Keeping the number of search agents at the best value of 10, we changed the number of iterations in order to check the influence caused by the iterations on the performance of the presented model. We almost drew a similar conclusion to that of the search agents to some degree. We can see that, as the number of iterations increased from 5 to 30, the accuracy measured by various metrics, especially MAPE, first fell to the minimum value with 10 iterations and then rose gradually as the number of iteration increased. According to these two conclusions, we set the number of search agents and the number of iterations to 10 in our experiment.

(3)

It was found through the comparisons that the number of those two parameters would worsen the performance of the CEEMD-FTS-MOGWO-LSTM system proposed in this study if either they were too small or too big. In addition, different prediction conditions were shown to depend to a large extent on the decision-making process. Therefore, it is important to figure out the optimal parameters under different application conditions.

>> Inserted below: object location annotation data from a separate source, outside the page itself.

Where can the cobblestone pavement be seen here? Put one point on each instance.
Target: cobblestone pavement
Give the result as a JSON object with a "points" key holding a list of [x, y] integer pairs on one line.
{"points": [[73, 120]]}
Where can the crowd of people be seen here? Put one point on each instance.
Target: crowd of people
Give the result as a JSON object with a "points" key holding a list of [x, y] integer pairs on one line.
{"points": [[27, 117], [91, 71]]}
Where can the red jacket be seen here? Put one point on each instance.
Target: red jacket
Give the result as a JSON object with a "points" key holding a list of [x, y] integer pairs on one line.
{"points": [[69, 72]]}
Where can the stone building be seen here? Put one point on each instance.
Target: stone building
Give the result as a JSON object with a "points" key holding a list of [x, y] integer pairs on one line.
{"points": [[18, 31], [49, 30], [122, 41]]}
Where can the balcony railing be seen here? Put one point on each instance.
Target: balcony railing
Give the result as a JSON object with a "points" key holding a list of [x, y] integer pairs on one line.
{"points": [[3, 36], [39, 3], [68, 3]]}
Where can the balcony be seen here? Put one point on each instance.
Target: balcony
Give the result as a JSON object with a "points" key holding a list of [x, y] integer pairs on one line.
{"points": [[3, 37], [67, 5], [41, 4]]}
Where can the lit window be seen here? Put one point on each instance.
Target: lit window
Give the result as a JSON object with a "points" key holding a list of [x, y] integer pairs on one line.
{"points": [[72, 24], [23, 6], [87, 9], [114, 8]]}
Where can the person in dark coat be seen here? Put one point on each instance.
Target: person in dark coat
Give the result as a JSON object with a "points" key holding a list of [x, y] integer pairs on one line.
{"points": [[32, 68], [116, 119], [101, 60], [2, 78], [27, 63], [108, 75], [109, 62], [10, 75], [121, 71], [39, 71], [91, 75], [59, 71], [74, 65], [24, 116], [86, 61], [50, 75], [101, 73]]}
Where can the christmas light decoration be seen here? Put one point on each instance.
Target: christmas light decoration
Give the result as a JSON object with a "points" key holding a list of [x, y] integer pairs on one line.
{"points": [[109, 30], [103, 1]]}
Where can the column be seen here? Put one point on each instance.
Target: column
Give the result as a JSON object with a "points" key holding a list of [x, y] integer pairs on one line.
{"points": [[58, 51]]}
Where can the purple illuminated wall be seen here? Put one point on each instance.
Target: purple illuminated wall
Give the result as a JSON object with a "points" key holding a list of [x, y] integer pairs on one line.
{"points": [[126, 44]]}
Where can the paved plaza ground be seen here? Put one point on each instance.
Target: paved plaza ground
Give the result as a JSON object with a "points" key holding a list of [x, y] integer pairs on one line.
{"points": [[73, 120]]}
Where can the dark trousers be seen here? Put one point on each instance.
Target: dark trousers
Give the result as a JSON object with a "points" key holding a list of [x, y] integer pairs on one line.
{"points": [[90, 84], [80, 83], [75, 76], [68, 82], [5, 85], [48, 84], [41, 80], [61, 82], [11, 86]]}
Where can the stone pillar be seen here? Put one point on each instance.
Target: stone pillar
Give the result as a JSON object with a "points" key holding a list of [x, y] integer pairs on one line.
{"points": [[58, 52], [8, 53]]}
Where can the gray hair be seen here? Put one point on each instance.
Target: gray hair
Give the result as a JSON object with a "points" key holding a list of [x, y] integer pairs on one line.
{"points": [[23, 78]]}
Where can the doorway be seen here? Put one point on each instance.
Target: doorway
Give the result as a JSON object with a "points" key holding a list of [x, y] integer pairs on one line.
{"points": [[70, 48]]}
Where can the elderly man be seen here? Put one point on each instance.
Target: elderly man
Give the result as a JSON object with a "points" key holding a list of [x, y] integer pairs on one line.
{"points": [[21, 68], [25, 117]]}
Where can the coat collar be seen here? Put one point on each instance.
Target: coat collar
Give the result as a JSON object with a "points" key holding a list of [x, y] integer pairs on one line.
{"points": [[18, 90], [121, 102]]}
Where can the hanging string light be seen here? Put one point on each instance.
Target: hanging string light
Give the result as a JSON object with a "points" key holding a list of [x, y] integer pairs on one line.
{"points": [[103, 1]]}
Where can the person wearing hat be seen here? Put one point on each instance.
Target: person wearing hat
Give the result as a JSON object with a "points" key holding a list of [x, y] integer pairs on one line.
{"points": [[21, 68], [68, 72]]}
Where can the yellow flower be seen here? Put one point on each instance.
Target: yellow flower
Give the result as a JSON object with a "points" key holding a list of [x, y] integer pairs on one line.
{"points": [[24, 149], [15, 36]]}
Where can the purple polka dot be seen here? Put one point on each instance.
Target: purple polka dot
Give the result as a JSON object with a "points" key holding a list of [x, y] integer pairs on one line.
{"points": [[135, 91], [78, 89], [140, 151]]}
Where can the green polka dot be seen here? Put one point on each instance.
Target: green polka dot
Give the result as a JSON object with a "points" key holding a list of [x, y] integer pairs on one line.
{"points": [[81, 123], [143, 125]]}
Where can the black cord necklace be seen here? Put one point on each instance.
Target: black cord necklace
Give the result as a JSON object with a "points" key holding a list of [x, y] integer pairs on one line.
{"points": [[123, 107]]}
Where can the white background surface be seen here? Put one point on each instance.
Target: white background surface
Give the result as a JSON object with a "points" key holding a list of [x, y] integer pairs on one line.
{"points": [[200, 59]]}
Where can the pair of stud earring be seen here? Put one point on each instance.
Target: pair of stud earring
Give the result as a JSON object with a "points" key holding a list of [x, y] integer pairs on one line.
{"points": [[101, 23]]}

Remark: According to Discussions I to V, we can draw the conclusion that the proposed hybrid forecasting system, namely CEEMD-FTS-MOGWO-LSTM, possesses a more effective and stable forecasting ability, regarding not only the wind speed but also the electrical power load, than other models in terms of a lot of aspects, such as the correlation strength, statistical significance, and forecasting accuracy. Also, the small number of iterations and search agents demonstrates the superiority and convenience of the proposed model.

5. Conclusions

Accurate wind speed electrical power load forecasting is crucial for power grid safety management, power system operation, and the power market. However, due to the nonlinearity and randomness of wind speed data and electrical power load series, it is still a difficult and challenging task to establish an effective forecasting framework to deal with this problem. In this study, a new hybrid prediction system was developed in order to obtain stability and accuracy simultaneously. Four wind speed datasets and two electrical power load datasets were adopted to test the effectiveness of the hybrid forecasting framework. The outcomes show that our proposed system outperformed all other comparative benchmark models on many indicators. Firstly, a data preprocessing decomposition approach, named CEEMD, was successfully applied in this study to enhance the forecasting ability of the CFML forecasting model. Secondly, an effective multi-objective optimization algorithm, MOGWO, was successfully combined and used to find out the optimal initial parameters. It not only achieved better results in testing functions than the other two optimization models (NSGA-II and MODA) but also showed the best optimization capability. Moreover, fuzzy time series forecasting with the rough set induction rule, which is based on the LEM2 algorithm to build rule sets, was successfully combined with MOGWO and the deep learning algorithm, called LSTM, in this paper. It was shown that the addition of the FTS part, the MOGWO part, and the data decomposition part all bring improvements in the performance of the hybrid forecasting framework. Also, a similar method can be applied in other fields, for example, the electrical power load, which was verified in this paper. Finally, the forecasting models CEEMD, FTS, and MOGWO showed the ability to carry the strength of each component and to effectively improve the forecasting ability of the CFML forecasting model in terms of stability and accuracy.